Ita | Eng
News di shipping e trasporti dal Nord Adriatico

Porto di Trieste, accordo tra Authority e “food cluster” FVG

TRIESTE - Magazzini refrigerati e collegamento ferroviario per il cluster agroalimentare della regione Friuli Venezia Giulia. Nasce a Trieste una collaborazione tra l’Autorità di Sistema Portuale del Mare Adriatico Orientale e il Parco Agroalimentare FVG AgriFood and Bioeconomy Cluster Agency. L'obiettivo è la promozione delle  strategie di sviluppo del settore, in ambito portuale e logistico.

«Trieste è un hub che fa sistema con le infrastrutture regionali e continua a puntare all'eccellenza della sua offerta. Abbiamo deciso di avvalerci del supporto e dell’esperienza del Cluster Agroalimentare FVG, anche in vista della creazione di una nuova area dedicata al settore food nel nostro scalo, a cui stiamo lavorando» ha spiegato il presidente dell’Autority, Zeno D’Agostino. All’interno della struttura di Bagnoli della Rosandra (ex Wärtsilä), acquisita di recente dall’Interporto di Trieste, sono in progettazione alcuni spazi attrezzati ad hoc per lo stoccaggio e l’organizzazione delle spedizioni alimentari refrigerate.

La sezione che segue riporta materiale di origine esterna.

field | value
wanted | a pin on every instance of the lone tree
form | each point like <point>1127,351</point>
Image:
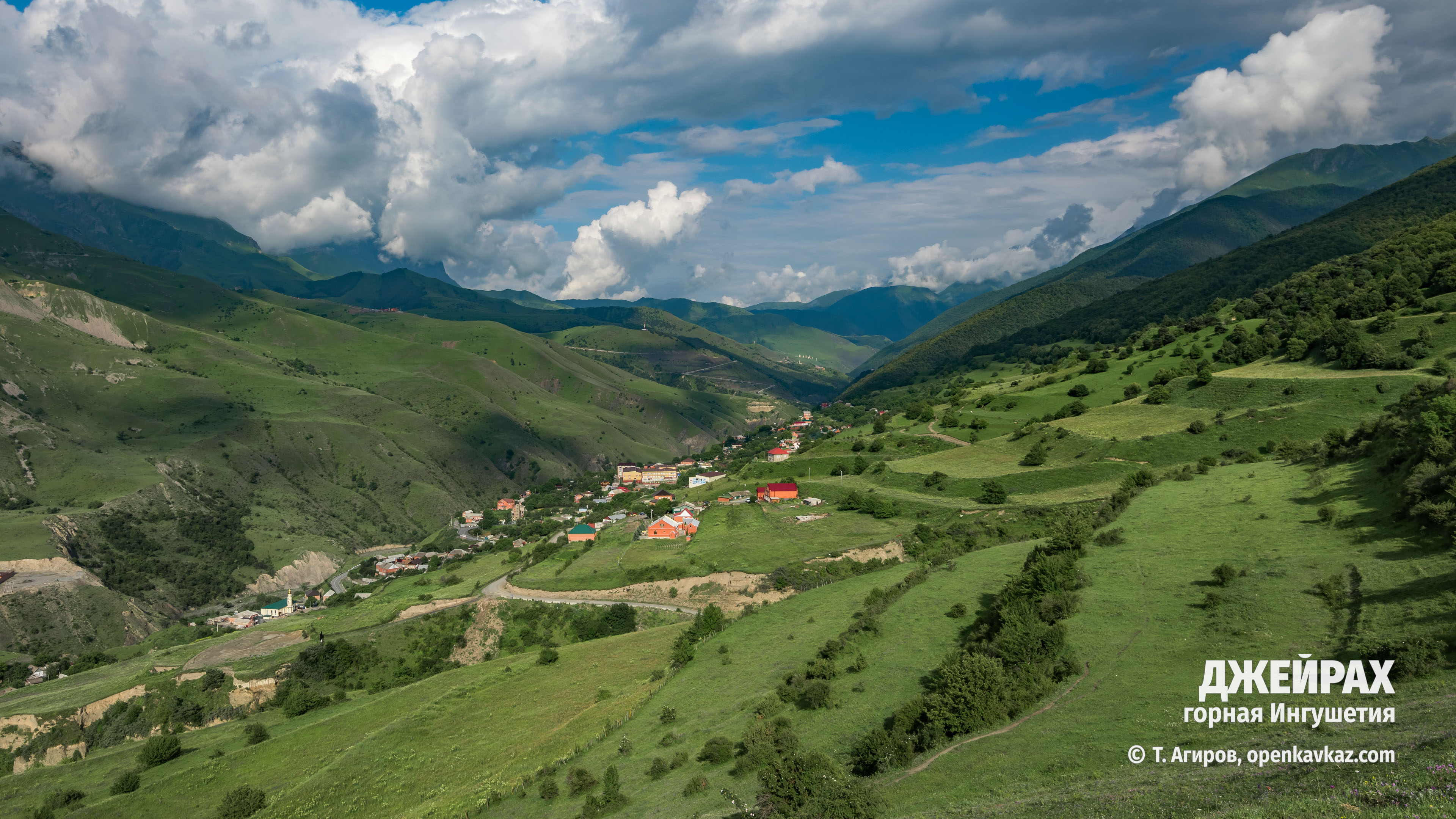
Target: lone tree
<point>162,748</point>
<point>255,732</point>
<point>992,492</point>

Si tratta di un primo nucleo di 2.000 mq di celle a temperatura controllata, su un totale di 76.000 mq di magazzini e 150.000 mq di piazzali, comprensivi di raccordo ferroviario con la stazione di Aquilinia, che l’Interporto di Trieste ha a disposizione per sviluppare attività logistiche e di manifattura. Le  prime  tipologie merceologiche ad alto valore aggiunto su cui si punterà saranno prodotti alimentari di alta qualità del settore vinicolo e lattiero-caseario, simboli del settore “food made in Italy” nel mondo.
«L’obiettivo - ha detto il presidente del Cluster, Claudio Filipuzzi - è quello di sviluppare un’attività sinergica volta a raccordare le nuove infrastrutture logistiche e operative alle catene del valore territoriali, con proposte innovative sia dal punto di vista industriale che commerciale».
Gli ambiti di collaborazione individuati dai due Enti andranno oltre il settore  agroalimentare, includendo anche la creazione in ambito portuale di un terminal dedicato al biometano.